How can this vulnerability impact me? :
This vulnerability can impact users in two main ways:
- Cookie Security Downgrade: An attacker can force the SESSION_COOKIE_SECURE flag to be set to false by sending spoofed requests with X-Forwarded-Proto: http. This causes legitimate users behind a TLS proxy to receive session cookies without the Secure flag, making them vulnerable to interception and session hijacking over plaintext HTTP.
- Session Denial of Service: An attacker can force the SESSION_COOKIE_SECURE flag to true by sending spoofed requests with X-Forwarded-Proto: https in a plain HTTP deployment. Browsers then refuse to send these Secure cookies over HTTP, causing legitimate users to be silently logged out and unable to maintain sessions.
Overall, this leads to potential session hijacking or denial of service without requiring any authentication.
How can this vulnerability be detected on my network or system? Can you suggest some commands?
This vulnerability involves manipulation of the X-Forwarded-Proto HTTP header and race conditions affecting the SESSION_COOKIE_SECURE flag in pyLoad's Flask application. Detection involves monitoring for suspicious or repeated requests with spoofed X-Forwarded-Proto headers.
- Use network traffic analysis tools (e.g., tcpdump, Wireshark) to capture HTTP requests and filter for unusual or repeated X-Forwarded-Proto headers that do not match your trusted proxy setup.
- On the server, inspect logs for HTTP requests containing the X-Forwarded-Proto header with unexpected values (e.g., 'http' when behind TLS proxy or 'https' on plain HTTP deployments).
- Example command to filter logs for suspicious headers: grep -i 'X-Forwarded-Proto' /path/to/pyload/logs/access.log
- Example tcpdump command to capture HTTP traffic and filter for X-Forwarded-Proto header: tcpdump -A -s 0 'tcp port 80 or tcp port 443' | grep -i 'X-Forwarded-Proto'
What immediate steps should I take to mitigate this vulnerability?
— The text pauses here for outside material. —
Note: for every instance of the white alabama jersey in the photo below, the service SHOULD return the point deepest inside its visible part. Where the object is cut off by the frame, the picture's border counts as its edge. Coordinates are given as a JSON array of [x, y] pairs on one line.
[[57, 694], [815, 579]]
Immediate mitigation steps focus on preventing untrusted manipulation of the X-Forwarded-Proto header and avoiding global mutation of the SESSION_COOKIE_SECURE flag.
- Remove or disable the vulnerable before_request handler that dynamically sets SESSION_COOKIE_SECURE based on the X-Forwarded-Proto header.
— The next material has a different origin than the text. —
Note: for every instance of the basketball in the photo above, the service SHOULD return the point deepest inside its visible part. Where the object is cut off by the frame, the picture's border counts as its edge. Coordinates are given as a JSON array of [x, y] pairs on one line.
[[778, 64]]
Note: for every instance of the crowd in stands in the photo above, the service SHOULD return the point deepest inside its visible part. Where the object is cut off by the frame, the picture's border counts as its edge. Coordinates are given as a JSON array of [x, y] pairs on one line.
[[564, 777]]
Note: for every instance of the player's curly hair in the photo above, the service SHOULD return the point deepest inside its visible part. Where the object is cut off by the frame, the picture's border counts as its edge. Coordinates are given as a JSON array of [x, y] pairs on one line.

- Implement Werkzeugβs ProxyFix middleware with an explicit trusted proxy count to ensure only trusted proxies influence the X-Forwarded-Proto header.
- Set the SESSION_COOKIE_SECURE flag statically at application startup based on whether SSL is used, rather than changing it per request.
- Modify the application to set the Secure flag on cookies individually in an after_request handler, validating the request origin properly.
- Upgrade pyLoad to version 0.5.0b3.dev98 or later where this vulnerability is fixed.
How does this vulnerability affect compliance with common standards and regulations (like GDPR, HIPAA)?:
This vulnerability allows an attacker to downgrade the security of session cookies by manipulating the Secure flag, potentially exposing session cookies over plaintext HTTP. This exposure can lead to session hijacking, which compromises user confidentiality.
Such a compromise of session confidentiality could impact compliance with standards and regulations like GDPR and HIPAA, which require protection of personal and sensitive data in transit and at rest. Specifically, failure to secure session cookies properly may violate requirements for maintaining confidentiality and integrity of user sessions and data.
Additionally, the vulnerability can cause session denial-of-service, disrupting availability, which may also conflict with regulatory expectations for reliable access to services.